Once you have filed your application with IP Australia, you cannot add any forgotten classes to your application. Instead, you can only remove classes that you included. If you have forgotten to include a class in your initial application, you will have to reapply to IP Australia with a new trade mark application at an additional cost.
For this reason, you must identify all the classes that are relevant to your business. Notably, you should note that many goods and services fall under more than one class. For example, “dry cleaning” related goods and services fall under three different classes in the picklist. However, selecting all these classes in your application may be both unnecessary and costly.
When selecting trade mark classes, you should consider seeking legal advice. An expert trade mark lawyer can help you select the appropriate classes to maximise your trade mark protection.

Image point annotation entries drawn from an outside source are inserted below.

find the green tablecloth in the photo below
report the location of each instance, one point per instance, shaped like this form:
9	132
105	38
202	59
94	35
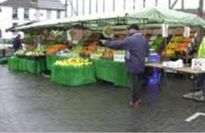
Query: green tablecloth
27	65
73	76
51	59
111	71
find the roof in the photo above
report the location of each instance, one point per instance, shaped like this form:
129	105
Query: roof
41	4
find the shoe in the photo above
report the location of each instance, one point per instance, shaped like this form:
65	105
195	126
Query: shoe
135	104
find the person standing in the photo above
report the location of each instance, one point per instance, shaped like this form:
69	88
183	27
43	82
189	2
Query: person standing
17	43
136	50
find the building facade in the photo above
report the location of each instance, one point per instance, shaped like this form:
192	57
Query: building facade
17	12
89	7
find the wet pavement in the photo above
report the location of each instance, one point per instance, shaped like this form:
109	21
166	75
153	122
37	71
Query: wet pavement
33	103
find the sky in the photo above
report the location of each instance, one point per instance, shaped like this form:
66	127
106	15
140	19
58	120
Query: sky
164	3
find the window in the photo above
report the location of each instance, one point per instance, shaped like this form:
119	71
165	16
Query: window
48	14
58	14
26	13
15	13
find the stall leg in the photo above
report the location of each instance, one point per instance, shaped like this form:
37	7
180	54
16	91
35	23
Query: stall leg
3	53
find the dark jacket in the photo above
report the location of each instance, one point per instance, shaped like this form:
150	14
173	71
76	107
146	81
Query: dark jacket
136	50
17	43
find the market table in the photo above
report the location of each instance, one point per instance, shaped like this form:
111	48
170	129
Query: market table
187	70
107	70
73	76
51	59
27	65
111	71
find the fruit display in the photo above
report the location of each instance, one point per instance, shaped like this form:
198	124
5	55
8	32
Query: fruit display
88	50
38	52
155	44
74	62
56	48
178	44
108	54
201	51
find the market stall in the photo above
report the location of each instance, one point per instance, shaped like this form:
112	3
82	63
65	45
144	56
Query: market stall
28	61
108	64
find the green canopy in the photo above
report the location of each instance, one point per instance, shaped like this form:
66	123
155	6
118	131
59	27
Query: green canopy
145	18
172	17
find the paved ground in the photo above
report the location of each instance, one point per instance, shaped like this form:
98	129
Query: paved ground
33	103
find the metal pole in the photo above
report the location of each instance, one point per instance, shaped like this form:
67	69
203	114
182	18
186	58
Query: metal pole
66	8
156	3
124	4
144	1
103	6
182	6
201	6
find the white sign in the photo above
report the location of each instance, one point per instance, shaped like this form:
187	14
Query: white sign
187	31
165	30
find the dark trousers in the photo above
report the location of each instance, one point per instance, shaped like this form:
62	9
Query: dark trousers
136	85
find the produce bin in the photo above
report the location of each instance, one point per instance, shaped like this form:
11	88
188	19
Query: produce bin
73	76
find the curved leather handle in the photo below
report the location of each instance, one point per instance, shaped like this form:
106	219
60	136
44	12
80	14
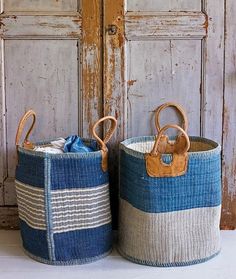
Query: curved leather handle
108	136
178	108
26	116
155	150
155	167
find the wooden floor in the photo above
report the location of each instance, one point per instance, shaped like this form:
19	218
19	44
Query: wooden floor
15	265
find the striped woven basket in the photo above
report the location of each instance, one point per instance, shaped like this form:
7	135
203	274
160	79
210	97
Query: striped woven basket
170	198
63	201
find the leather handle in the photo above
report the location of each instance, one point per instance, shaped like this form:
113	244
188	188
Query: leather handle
106	139
155	166
24	119
178	108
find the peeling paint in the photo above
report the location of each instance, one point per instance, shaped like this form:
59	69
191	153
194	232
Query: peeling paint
131	82
91	60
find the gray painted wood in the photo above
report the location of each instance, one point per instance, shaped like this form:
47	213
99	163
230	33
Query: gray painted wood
40	26
40	5
42	75
159	25
229	139
40	70
160	5
213	71
159	75
2	122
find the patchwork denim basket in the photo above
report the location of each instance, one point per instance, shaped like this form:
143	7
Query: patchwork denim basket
63	201
170	198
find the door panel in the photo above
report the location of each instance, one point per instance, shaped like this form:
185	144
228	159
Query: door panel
164	51
160	75
40	5
50	54
43	82
160	5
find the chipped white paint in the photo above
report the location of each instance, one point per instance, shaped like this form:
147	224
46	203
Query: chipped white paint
46	81
40	5
43	63
160	76
160	5
213	71
2	122
40	26
158	25
229	135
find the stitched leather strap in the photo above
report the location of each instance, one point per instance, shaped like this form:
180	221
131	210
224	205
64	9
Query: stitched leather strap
178	108
27	144
108	136
154	164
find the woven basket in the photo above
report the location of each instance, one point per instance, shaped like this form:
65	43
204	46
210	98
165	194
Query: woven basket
170	198
63	201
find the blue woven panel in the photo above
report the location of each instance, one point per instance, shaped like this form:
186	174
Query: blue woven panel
69	173
83	244
30	170
199	187
34	241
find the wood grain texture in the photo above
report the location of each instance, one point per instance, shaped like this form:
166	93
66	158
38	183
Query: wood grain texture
229	129
92	90
2	123
160	5
40	5
115	93
13	26
46	81
213	71
159	25
163	68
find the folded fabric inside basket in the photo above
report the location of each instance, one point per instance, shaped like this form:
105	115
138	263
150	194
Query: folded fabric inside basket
75	144
55	147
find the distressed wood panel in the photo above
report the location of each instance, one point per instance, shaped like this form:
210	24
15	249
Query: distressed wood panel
40	5
43	75
53	26
160	5
161	75
2	122
114	87
92	87
229	137
213	71
150	25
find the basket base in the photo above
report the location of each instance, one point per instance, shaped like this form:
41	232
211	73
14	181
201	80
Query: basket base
72	262
157	264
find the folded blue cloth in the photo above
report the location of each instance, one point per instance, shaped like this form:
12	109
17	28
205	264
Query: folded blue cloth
75	144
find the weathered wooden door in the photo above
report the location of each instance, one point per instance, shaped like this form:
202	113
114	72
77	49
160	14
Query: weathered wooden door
53	59
50	61
173	50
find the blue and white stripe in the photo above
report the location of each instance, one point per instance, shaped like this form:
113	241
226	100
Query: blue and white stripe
72	209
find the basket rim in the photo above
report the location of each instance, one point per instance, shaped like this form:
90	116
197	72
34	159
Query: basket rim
84	155
124	145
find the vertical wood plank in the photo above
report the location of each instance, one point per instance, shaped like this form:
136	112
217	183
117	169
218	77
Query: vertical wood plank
114	85
212	71
91	64
229	129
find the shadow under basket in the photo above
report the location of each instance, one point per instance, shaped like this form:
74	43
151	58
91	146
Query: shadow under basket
170	221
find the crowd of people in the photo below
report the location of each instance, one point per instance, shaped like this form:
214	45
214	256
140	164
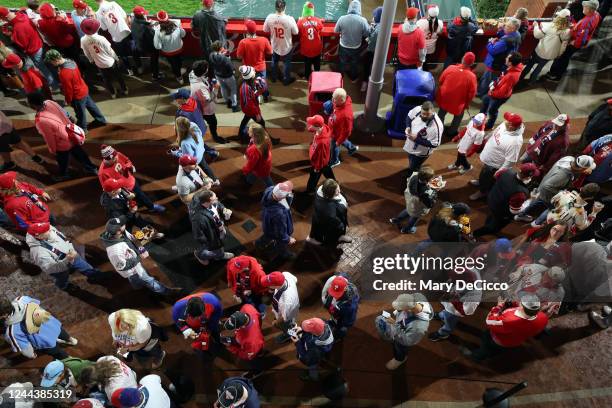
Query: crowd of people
554	185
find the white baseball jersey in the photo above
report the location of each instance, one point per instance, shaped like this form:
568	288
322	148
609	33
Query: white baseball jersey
281	27
113	19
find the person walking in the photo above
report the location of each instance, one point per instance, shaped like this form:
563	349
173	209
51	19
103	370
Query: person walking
281	28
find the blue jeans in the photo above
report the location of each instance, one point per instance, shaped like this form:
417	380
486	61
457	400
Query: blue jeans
450	322
81	106
491	106
286	60
483	85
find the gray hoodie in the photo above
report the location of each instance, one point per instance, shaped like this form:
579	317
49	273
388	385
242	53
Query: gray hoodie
352	27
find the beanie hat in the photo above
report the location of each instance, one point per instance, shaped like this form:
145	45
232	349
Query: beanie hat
377	14
187	160
7	180
308	9
90	26
247	72
314	326
433	10
250	26
38	228
282	190
126	398
273	279
108	152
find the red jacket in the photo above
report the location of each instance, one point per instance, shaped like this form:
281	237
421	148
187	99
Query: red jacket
121	170
25	35
509	330
73	86
456	89
58	31
249	338
254	275
320	149
502	88
256	164
22	210
341	121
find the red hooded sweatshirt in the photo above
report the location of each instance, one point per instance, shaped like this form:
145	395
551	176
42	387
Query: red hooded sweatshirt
24	34
456	89
120	170
256	164
249	338
341	121
320	149
502	89
73	86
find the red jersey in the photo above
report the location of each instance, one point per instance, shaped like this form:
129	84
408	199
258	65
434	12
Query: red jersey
309	30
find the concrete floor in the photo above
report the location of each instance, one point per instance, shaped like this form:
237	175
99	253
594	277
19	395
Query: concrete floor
570	368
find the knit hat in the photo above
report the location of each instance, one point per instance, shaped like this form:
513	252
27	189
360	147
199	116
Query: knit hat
377	14
412	13
90	26
187	160
272	279
126	398
308	9
11	61
38	228
314	326
282	190
108	152
433	10
247	72
162	16
469	58
236	321
7	180
337	287
250	26
114	225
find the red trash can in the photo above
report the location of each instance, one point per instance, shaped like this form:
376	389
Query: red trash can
321	86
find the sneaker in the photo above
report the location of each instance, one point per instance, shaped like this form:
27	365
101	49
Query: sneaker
436	336
394	364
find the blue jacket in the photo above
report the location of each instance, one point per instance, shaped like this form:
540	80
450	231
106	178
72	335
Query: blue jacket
498	51
276	220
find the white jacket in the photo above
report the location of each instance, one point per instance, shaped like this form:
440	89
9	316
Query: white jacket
552	41
289	302
46	259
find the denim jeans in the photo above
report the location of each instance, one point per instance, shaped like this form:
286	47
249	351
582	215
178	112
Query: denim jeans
491	106
286	61
82	106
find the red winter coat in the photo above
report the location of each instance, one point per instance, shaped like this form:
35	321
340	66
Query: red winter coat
320	149
249	338
504	84
509	330
120	170
341	121
73	86
51	123
58	31
255	274
22	210
25	35
456	89
256	164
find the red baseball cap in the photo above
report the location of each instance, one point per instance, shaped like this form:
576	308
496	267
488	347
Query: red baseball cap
337	287
514	118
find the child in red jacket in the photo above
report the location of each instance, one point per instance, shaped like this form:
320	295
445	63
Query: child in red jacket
500	90
320	150
75	90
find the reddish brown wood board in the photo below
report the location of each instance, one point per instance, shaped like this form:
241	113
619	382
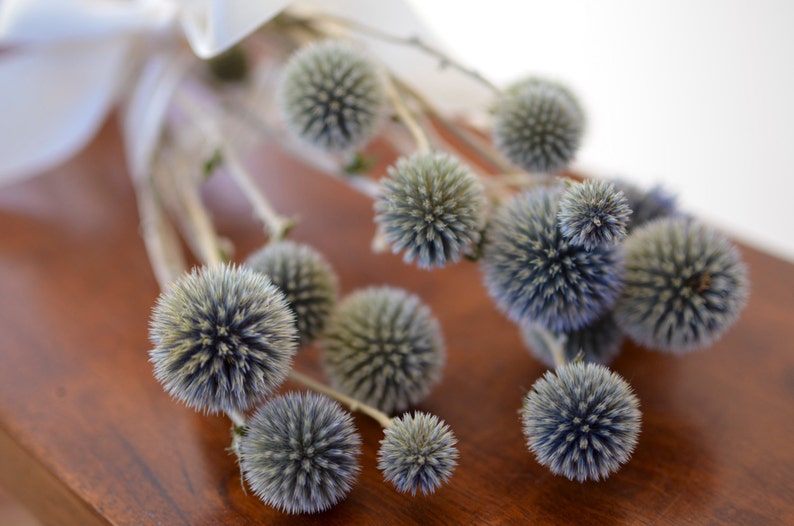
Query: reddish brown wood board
88	436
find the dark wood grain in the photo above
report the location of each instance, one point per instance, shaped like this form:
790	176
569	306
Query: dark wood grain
88	436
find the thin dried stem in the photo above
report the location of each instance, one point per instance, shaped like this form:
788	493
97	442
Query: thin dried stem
248	117
444	59
159	236
351	403
405	114
198	218
469	139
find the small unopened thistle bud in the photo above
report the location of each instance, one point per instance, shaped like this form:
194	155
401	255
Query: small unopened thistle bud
299	453
646	205
685	285
538	125
430	208
598	342
581	421
223	337
306	279
418	453
593	213
536	275
331	96
383	347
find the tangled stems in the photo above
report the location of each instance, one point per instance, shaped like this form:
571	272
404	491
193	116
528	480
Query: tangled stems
445	60
276	225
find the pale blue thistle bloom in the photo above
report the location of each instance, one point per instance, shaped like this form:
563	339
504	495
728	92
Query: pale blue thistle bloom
593	213
383	347
581	421
430	208
418	453
224	338
685	285
299	453
331	96
535	275
306	279
538	125
646	205
598	342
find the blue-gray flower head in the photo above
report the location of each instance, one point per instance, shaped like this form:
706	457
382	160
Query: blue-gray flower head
538	125
598	342
384	347
306	279
593	213
418	453
581	421
685	285
646	205
299	453
223	337
535	275
430	208
331	96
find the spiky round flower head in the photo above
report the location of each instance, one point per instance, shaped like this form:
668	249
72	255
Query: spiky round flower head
331	96
224	337
418	453
598	342
306	279
536	275
646	205
383	347
299	453
538	125
593	213
581	421
431	208
685	285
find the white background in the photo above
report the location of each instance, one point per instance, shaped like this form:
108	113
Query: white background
697	95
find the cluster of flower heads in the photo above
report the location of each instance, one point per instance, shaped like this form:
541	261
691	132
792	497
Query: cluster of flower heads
224	337
577	265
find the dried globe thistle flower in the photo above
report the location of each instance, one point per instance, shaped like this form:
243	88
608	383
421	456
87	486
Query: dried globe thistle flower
431	208
685	285
223	337
418	453
646	205
306	279
598	342
383	347
299	453
331	96
538	125
593	213
581	421
536	275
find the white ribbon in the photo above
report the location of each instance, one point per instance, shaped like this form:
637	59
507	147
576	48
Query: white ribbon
70	60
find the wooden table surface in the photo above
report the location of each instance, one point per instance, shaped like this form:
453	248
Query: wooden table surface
88	436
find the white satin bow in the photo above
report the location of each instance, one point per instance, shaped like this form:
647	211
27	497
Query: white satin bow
64	64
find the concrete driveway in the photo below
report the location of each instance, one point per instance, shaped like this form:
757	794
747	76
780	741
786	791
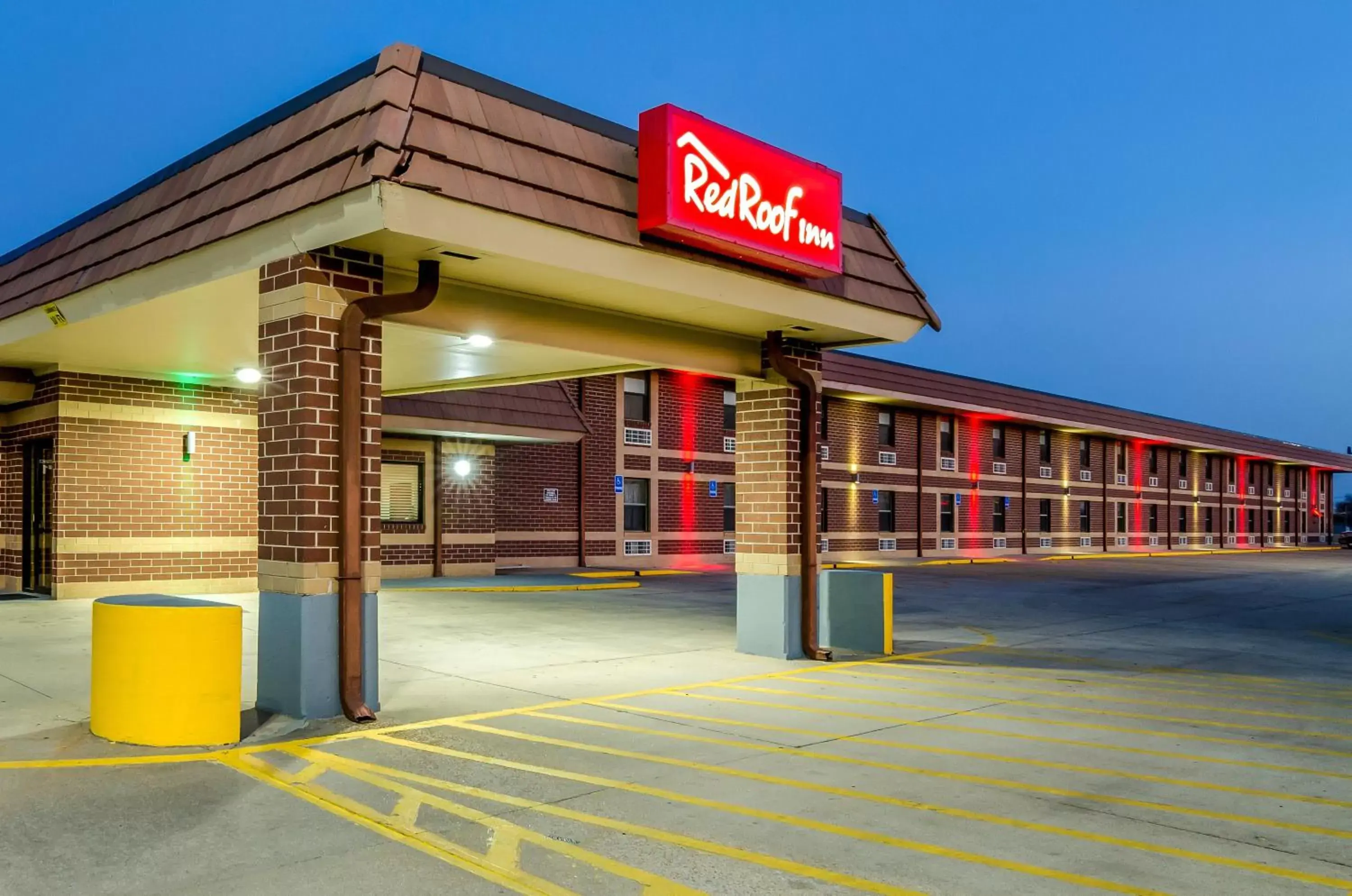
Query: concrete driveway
1155	726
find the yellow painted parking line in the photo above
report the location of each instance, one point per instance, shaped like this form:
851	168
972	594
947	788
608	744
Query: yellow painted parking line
1204	707
390	827
983	714
1144	717
794	821
966	779
986	757
599	821
1121	683
990	818
505	838
607	585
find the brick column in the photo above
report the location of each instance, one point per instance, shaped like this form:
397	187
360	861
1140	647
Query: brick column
770	519
299	303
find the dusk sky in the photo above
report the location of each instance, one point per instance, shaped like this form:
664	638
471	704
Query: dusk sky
1147	205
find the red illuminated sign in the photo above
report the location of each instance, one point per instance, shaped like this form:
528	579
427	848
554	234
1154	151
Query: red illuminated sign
710	187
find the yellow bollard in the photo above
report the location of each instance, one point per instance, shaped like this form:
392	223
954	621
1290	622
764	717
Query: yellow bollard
165	671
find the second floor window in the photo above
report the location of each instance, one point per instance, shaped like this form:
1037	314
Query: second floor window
636	398
636	504
887	511
886	429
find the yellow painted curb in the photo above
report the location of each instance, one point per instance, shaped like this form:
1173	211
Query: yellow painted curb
606	585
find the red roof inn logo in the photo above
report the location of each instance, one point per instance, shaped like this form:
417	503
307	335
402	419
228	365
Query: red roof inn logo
706	186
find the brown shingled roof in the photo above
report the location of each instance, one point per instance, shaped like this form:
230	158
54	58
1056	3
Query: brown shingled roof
420	121
847	372
539	406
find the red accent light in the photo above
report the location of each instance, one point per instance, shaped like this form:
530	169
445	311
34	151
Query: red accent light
708	186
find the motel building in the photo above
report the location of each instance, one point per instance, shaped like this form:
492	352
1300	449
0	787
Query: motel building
420	322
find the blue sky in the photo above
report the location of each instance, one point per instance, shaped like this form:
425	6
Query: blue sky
1140	203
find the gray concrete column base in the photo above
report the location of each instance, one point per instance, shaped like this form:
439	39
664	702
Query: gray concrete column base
298	654
770	617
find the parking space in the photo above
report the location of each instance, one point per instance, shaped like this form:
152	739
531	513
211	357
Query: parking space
1174	726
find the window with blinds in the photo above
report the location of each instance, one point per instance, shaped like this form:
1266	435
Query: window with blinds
401	492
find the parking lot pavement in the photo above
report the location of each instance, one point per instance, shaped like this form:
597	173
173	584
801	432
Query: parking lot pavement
1182	727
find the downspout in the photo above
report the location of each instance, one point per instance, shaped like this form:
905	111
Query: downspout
351	684
808	502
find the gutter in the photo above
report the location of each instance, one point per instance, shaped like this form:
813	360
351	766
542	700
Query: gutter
812	395
351	679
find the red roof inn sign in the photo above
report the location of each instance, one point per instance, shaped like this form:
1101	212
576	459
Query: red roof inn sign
706	186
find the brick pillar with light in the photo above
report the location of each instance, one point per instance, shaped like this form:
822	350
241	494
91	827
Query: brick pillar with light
770	514
301	301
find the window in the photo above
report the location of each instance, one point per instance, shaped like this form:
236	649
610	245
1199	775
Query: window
886	429
636	398
401	492
887	511
636	504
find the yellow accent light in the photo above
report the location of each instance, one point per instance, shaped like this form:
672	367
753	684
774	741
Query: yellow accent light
165	671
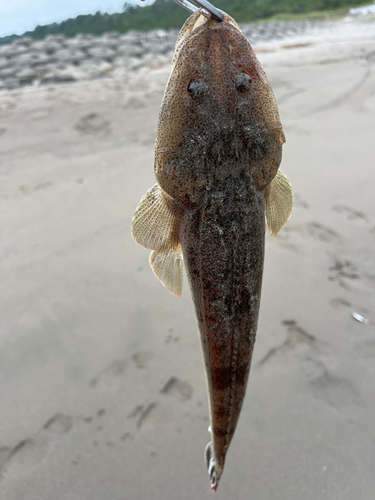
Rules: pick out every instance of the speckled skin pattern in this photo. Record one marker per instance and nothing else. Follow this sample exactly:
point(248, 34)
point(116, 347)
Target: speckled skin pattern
point(215, 157)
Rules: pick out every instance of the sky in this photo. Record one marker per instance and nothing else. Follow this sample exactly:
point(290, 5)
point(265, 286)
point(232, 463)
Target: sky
point(18, 16)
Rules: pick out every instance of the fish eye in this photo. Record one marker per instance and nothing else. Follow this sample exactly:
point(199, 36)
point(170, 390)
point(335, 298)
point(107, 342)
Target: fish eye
point(243, 82)
point(197, 88)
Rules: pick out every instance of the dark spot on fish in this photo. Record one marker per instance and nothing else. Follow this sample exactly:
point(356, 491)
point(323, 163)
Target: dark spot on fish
point(197, 88)
point(222, 432)
point(222, 377)
point(243, 83)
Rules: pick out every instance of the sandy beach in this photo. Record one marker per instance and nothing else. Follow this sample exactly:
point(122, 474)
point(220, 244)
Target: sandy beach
point(102, 388)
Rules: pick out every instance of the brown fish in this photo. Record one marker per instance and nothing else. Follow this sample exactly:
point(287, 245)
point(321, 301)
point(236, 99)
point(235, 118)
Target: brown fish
point(217, 154)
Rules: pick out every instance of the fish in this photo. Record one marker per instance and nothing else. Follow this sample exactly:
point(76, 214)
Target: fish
point(217, 155)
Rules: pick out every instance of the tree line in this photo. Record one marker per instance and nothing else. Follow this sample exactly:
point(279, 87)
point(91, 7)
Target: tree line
point(166, 14)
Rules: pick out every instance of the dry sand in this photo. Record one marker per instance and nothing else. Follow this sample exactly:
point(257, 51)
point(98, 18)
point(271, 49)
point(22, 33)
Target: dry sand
point(102, 390)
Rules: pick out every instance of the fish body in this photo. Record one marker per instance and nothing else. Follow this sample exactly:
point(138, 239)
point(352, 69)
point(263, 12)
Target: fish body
point(217, 154)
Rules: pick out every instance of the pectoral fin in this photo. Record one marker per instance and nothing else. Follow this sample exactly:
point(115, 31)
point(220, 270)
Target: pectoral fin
point(278, 203)
point(156, 226)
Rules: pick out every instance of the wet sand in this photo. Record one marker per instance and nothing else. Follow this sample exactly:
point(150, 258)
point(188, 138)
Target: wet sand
point(101, 376)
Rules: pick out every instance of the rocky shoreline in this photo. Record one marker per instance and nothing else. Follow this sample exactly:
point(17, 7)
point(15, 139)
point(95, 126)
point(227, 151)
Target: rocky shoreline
point(57, 59)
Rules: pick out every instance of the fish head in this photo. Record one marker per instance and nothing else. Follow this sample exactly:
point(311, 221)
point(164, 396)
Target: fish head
point(218, 103)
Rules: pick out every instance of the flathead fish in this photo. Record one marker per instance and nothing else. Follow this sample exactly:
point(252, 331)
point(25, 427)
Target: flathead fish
point(217, 155)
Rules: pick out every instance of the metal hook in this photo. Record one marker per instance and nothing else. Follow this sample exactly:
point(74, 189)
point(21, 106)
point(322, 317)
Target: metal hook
point(208, 8)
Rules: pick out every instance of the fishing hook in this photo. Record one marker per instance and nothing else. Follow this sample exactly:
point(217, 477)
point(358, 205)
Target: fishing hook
point(208, 9)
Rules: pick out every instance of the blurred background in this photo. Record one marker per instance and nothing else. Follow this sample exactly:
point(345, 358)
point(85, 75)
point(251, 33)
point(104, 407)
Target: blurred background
point(102, 388)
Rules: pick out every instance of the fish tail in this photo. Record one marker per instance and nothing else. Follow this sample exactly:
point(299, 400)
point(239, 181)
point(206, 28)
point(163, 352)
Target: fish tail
point(213, 467)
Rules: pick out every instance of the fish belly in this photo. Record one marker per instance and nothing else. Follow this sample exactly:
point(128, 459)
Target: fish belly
point(223, 250)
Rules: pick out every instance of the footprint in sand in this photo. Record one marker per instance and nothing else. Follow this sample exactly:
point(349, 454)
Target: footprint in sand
point(178, 389)
point(350, 213)
point(295, 335)
point(343, 272)
point(30, 452)
point(322, 233)
point(94, 124)
point(110, 376)
point(142, 359)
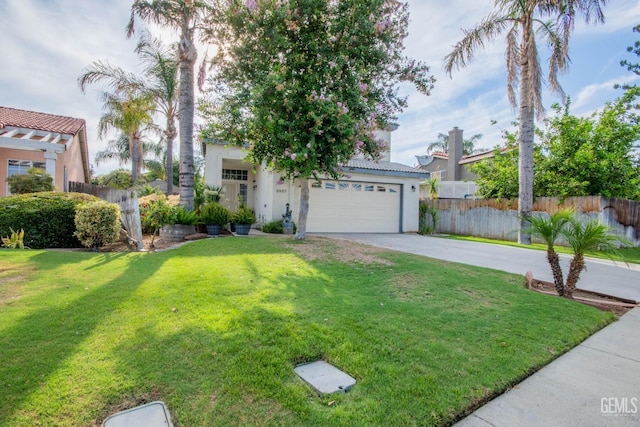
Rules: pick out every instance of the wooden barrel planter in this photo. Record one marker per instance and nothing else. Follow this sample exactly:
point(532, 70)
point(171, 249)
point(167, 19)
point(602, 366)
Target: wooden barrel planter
point(176, 232)
point(214, 230)
point(243, 229)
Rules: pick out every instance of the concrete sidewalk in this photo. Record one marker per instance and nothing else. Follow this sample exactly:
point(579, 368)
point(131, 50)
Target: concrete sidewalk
point(606, 277)
point(596, 383)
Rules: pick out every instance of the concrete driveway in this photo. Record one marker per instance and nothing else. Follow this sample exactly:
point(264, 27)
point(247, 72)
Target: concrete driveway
point(606, 277)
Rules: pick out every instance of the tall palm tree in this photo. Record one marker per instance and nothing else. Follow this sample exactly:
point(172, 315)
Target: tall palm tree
point(161, 64)
point(126, 106)
point(118, 149)
point(522, 21)
point(583, 237)
point(130, 114)
point(442, 144)
point(549, 229)
point(185, 16)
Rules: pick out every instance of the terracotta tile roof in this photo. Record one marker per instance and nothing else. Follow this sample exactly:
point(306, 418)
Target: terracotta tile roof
point(39, 121)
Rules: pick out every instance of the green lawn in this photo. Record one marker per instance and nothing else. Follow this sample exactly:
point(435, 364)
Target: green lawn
point(215, 327)
point(629, 255)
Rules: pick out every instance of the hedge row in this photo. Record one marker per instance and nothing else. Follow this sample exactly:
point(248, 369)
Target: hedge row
point(47, 218)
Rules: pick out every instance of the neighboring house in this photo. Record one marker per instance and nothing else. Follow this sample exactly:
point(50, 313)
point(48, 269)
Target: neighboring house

Many business owners choose to protect their intellectual property via trade mark registration. A registered trade mark gives you the exclusive right to use your trade mark, meaning you can take legal action if someone copies or misuses your trade mark. If you wish to register your name as a trade mark, you should ensure that:
- your name can distinguish your business’ goods and services from others in the market;
- you register a trade mark that is not a common name or surname; and
- you register the trade mark under the correct trade mark classes.
Frequently Asked Questions
If you use a trade mark to distinguish your goods and services from those offered by other businesses, but have not registered your trade mark with IP Australia, you may own a common law trade mark. In comparison to registered trade marks, it is much more difficult to enforce your rights to a common law trade mark in the instance where someone copies or misuses your intellectual property.
The cost of a standard trade mark will depend on how many trade mark classes you include in your application. Currently, you must pay $250 per trade mark class for your standard application.